— Monsieur, ce matin, on nettoie le local : je vais chercher un balai.
Préparé à un autre combat, mon esprit distingue à peine cette fleur au bout du fusil.
— Et moi, la ramassette.
La porte reste ouverte sur la réplique négative que je n’ai même pas murmurée. Sur quelle scène le rideau s’est-il levé ? Je ne devine pas plus la réponse dans les yeux des autres élèves qu’ils ne la lisent dans les miens. La curiosité suspend nos gestes. Combien de secondes, combien de minutes fûmes-nous ainsi ôtés au temps ?
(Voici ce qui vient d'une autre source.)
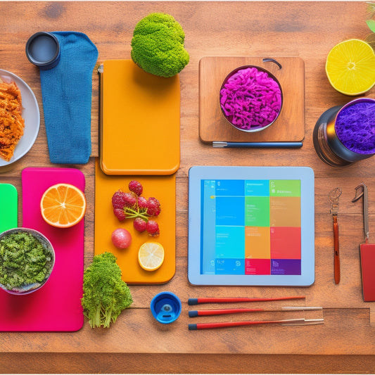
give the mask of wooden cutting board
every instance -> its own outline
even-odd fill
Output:
[[[272,62],[272,57],[281,69]],[[283,106],[269,127],[247,133],[231,126],[224,118],[220,104],[220,91],[227,75],[243,65],[263,68],[280,82]],[[203,142],[301,141],[305,137],[305,64],[298,57],[207,56],[199,62],[199,137]]]
[[[39,290],[25,295],[0,291],[0,331],[75,331],[83,325],[84,220],[71,228],[55,228],[40,213],[43,193],[61,182],[84,191],[84,176],[79,170],[27,167],[22,172],[23,226],[49,239],[56,262],[49,279]]]
[[[119,189],[129,191],[132,179],[139,181],[143,186],[142,196],[153,196],[160,202],[161,212],[154,220],[160,234],[151,237],[146,232],[139,233],[133,227],[133,220],[120,222],[114,215],[112,196]],[[116,228],[125,228],[132,235],[132,243],[126,249],[117,249],[110,239]],[[142,243],[157,241],[165,250],[165,259],[155,271],[145,271],[138,263],[138,250]],[[94,254],[110,251],[117,257],[122,272],[122,279],[128,284],[164,284],[174,275],[176,263],[176,177],[167,176],[108,176],[103,172],[96,160],[95,171],[95,234]]]

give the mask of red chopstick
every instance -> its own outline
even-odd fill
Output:
[[[201,310],[189,311],[189,316],[192,318],[195,317],[205,317],[208,315],[223,315],[224,314],[236,314],[238,312],[256,312],[265,311],[265,309],[218,309],[218,310]]]
[[[248,297],[208,297],[201,298],[189,298],[188,305],[198,305],[200,303],[229,303],[234,302],[265,302],[286,300],[302,300],[305,295],[292,295],[290,297],[276,297],[273,298],[250,298]]]
[[[218,322],[216,323],[196,323],[189,324],[189,331],[198,329],[210,329],[212,328],[225,328],[239,326],[253,326],[256,324],[282,324],[286,323],[304,322],[305,319],[287,319],[282,320],[260,320],[260,321],[244,321],[244,322]]]

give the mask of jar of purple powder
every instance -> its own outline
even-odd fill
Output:
[[[313,140],[320,158],[333,166],[375,155],[375,99],[359,98],[327,110],[317,122]]]

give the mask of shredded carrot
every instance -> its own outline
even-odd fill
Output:
[[[0,82],[0,158],[9,161],[23,135],[21,92],[15,82]]]

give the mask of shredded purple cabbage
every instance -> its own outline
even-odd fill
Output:
[[[337,136],[349,150],[375,153],[375,103],[355,103],[343,108],[335,122]]]
[[[241,69],[220,90],[220,106],[236,127],[255,129],[269,125],[281,108],[278,83],[256,68]]]

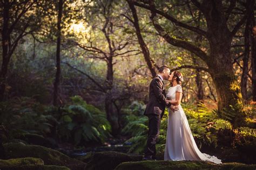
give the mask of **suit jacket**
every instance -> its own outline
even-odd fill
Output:
[[[165,106],[169,107],[171,103],[166,99],[164,82],[157,76],[150,83],[149,88],[149,100],[144,112],[144,114],[154,114],[164,115]]]

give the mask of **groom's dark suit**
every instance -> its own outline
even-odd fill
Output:
[[[144,114],[149,117],[149,134],[145,157],[154,159],[161,119],[164,115],[165,106],[169,107],[171,103],[166,99],[164,82],[159,76],[152,80],[149,89],[149,103],[144,112]]]

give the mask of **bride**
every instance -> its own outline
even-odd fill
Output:
[[[172,86],[168,89],[167,98],[172,104],[178,105],[179,110],[173,111],[169,108],[168,127],[164,160],[199,160],[221,164],[221,160],[216,157],[202,153],[197,147],[190,130],[187,118],[180,105],[182,97],[182,74],[174,71],[169,80]]]

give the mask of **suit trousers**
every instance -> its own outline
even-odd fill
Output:
[[[154,159],[156,153],[156,140],[159,135],[161,115],[148,114],[146,116],[149,118],[149,133],[145,151],[145,157],[151,157]]]

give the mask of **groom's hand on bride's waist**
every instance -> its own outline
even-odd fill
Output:
[[[179,106],[176,105],[171,105],[170,108],[173,112],[177,111],[179,110]]]

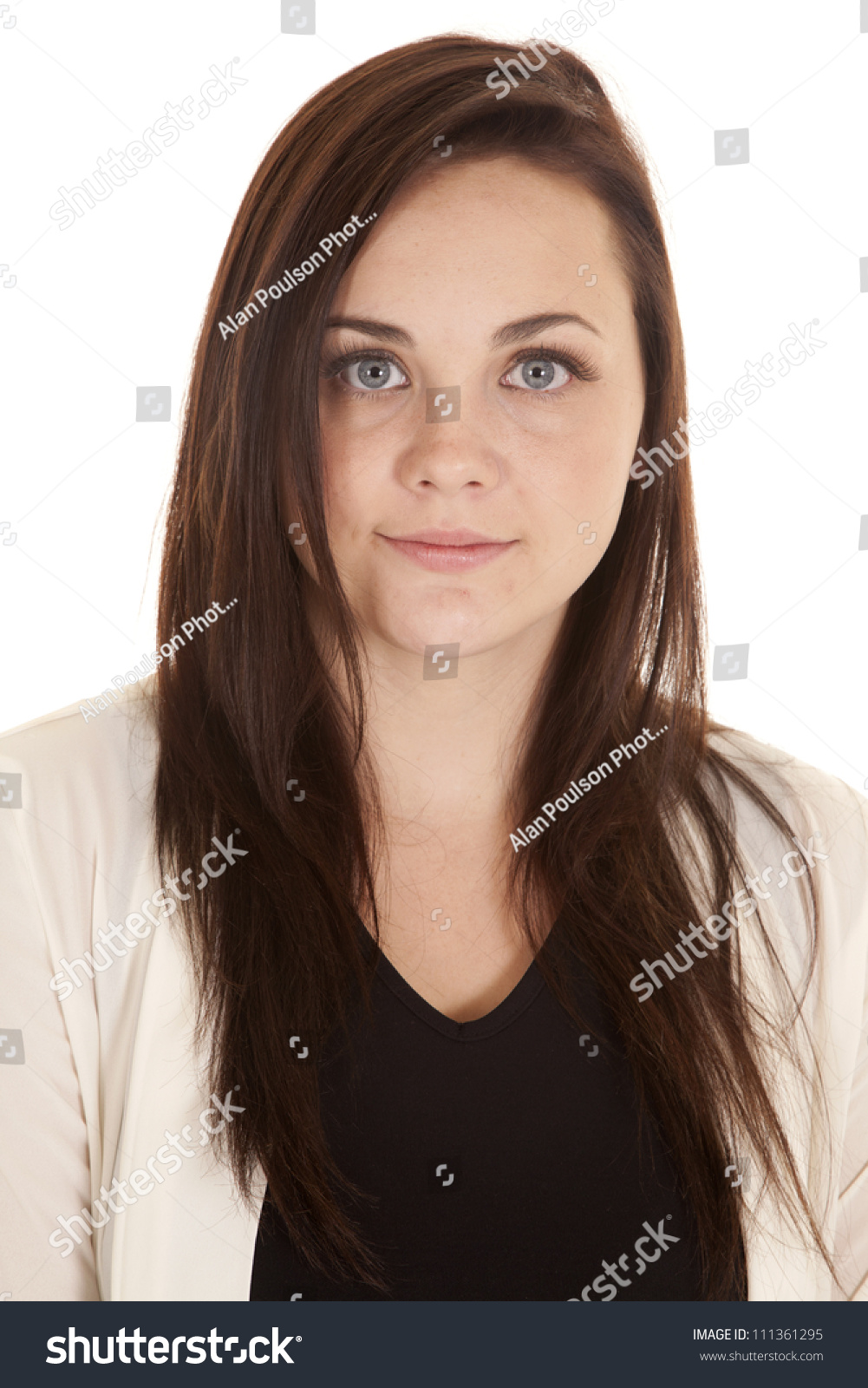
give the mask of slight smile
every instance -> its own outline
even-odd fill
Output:
[[[381,534],[379,530],[374,533],[422,569],[434,569],[437,573],[480,569],[519,543],[491,540],[476,530],[417,530],[405,536]]]

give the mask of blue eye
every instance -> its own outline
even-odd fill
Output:
[[[352,390],[370,393],[385,386],[406,384],[401,368],[387,357],[361,357],[337,372],[344,384]]]
[[[520,380],[513,379],[519,373]],[[513,386],[513,389],[517,390],[528,389],[549,391],[549,386],[552,386],[552,383],[555,390],[564,386],[568,382],[570,375],[570,371],[552,357],[531,357],[526,361],[517,362],[503,379],[506,384]],[[552,393],[553,391],[549,391],[549,394]]]

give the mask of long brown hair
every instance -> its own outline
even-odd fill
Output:
[[[495,58],[517,54],[460,35],[410,43],[330,83],[280,132],[241,203],[208,303],[165,539],[161,641],[212,600],[238,600],[207,637],[164,661],[157,684],[161,865],[197,862],[212,834],[237,830],[247,849],[184,908],[211,1080],[220,1094],[238,1085],[245,1110],[226,1128],[225,1155],[247,1199],[265,1173],[312,1266],[380,1289],[381,1267],[338,1196],[352,1187],[327,1151],[316,1065],[297,1062],[288,1047],[301,1037],[315,1062],[324,1040],[348,1029],[356,983],[370,1005],[358,915],[379,930],[373,884],[384,833],[366,755],[365,657],[329,550],[318,434],[319,347],[366,219],[426,162],[435,167],[438,136],[453,160],[520,154],[573,172],[610,212],[632,286],[646,390],[638,444],[671,437],[686,414],[672,276],[639,146],[568,51],[501,100],[485,78]],[[312,258],[354,215],[355,235]],[[311,272],[286,278],[302,261]],[[294,279],[304,282],[293,287]],[[280,301],[255,298],[281,280]],[[220,330],[247,304],[250,321],[234,335]],[[329,655],[313,640],[309,579],[281,522],[286,479],[316,557]],[[689,1195],[706,1295],[717,1298],[731,1285],[740,1239],[739,1196],[724,1180],[734,1140],[752,1149],[793,1220],[815,1241],[819,1233],[757,1062],[761,1019],[739,985],[738,944],[645,1005],[630,990],[642,958],[661,958],[679,927],[731,899],[742,866],[732,784],[789,833],[760,786],[709,745],[703,652],[685,459],[650,489],[628,484],[614,537],[568,604],[524,730],[513,823],[528,823],[643,726],[668,725],[667,736],[513,855],[509,894],[535,949],[534,923],[562,912]],[[287,794],[290,777],[304,799]],[[674,815],[704,843],[704,895],[672,838]],[[807,895],[815,945],[813,884]],[[768,954],[774,962],[771,944]],[[570,1005],[556,965],[541,956],[541,967]]]

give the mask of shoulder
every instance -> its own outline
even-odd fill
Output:
[[[754,851],[772,847],[782,836],[752,799],[740,777],[758,786],[792,827],[792,837],[813,836],[828,852],[835,876],[847,876],[854,886],[868,883],[868,799],[846,781],[790,752],[760,743],[749,733],[715,727],[710,748],[725,759],[729,772],[739,841]],[[825,859],[824,859],[825,861]]]
[[[15,887],[22,938],[44,930],[62,952],[60,931],[80,954],[105,892],[148,870],[151,691],[143,682],[92,720],[72,705],[0,736],[0,876]]]
[[[10,808],[25,811],[25,819],[61,804],[89,819],[150,798],[157,755],[153,690],[151,677],[97,713],[89,702],[71,704],[0,733],[0,795],[11,797]]]

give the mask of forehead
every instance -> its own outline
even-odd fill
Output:
[[[487,330],[528,307],[593,312],[610,330],[632,319],[607,211],[577,176],[512,154],[417,174],[379,215],[334,300],[337,314],[359,316],[460,311],[456,330]]]

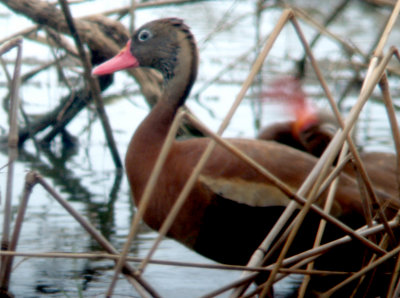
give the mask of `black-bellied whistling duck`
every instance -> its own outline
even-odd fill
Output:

— On a tout ce qu’il faut, monsieur, annoncent-elles à peine essoufflées, on va s’y mettre !
La classe devient le théâtre d’une ardeur inspirée : rien n’est perdu, tout se crée. Mes yeux incrédules voient le tableau s’effacer, les craies se ramasser, la corbeille s’emplir. On rince l’éponge, on change l’eau du seau ; la tornade dissipe les derniers nuages.
Les camarades qui jusque-là assistaient au spectacle assistent désormais les premiers rôles : on pose les chaises sur les tables pour mieux balayer. Le local récupère ses dimensions ancestrales : peu habitués à ce régime, débarrassés des fardeaux qui les masquaient, les coins retrouvent leurs limites angulaires. On découvre des territoires naguère abandonnés à la reproduction sournoise de bics mutilés, de compas unijambistes, de rapporteurs brisés ou de Tetra Paks plus ou moins écrasés. On remet en place le mobilier, aligné comme au cordeau.
— Oui, vous avez raison et votre attitude le démontre : il existe des qualités morales dont la validité se vérifie par des actes.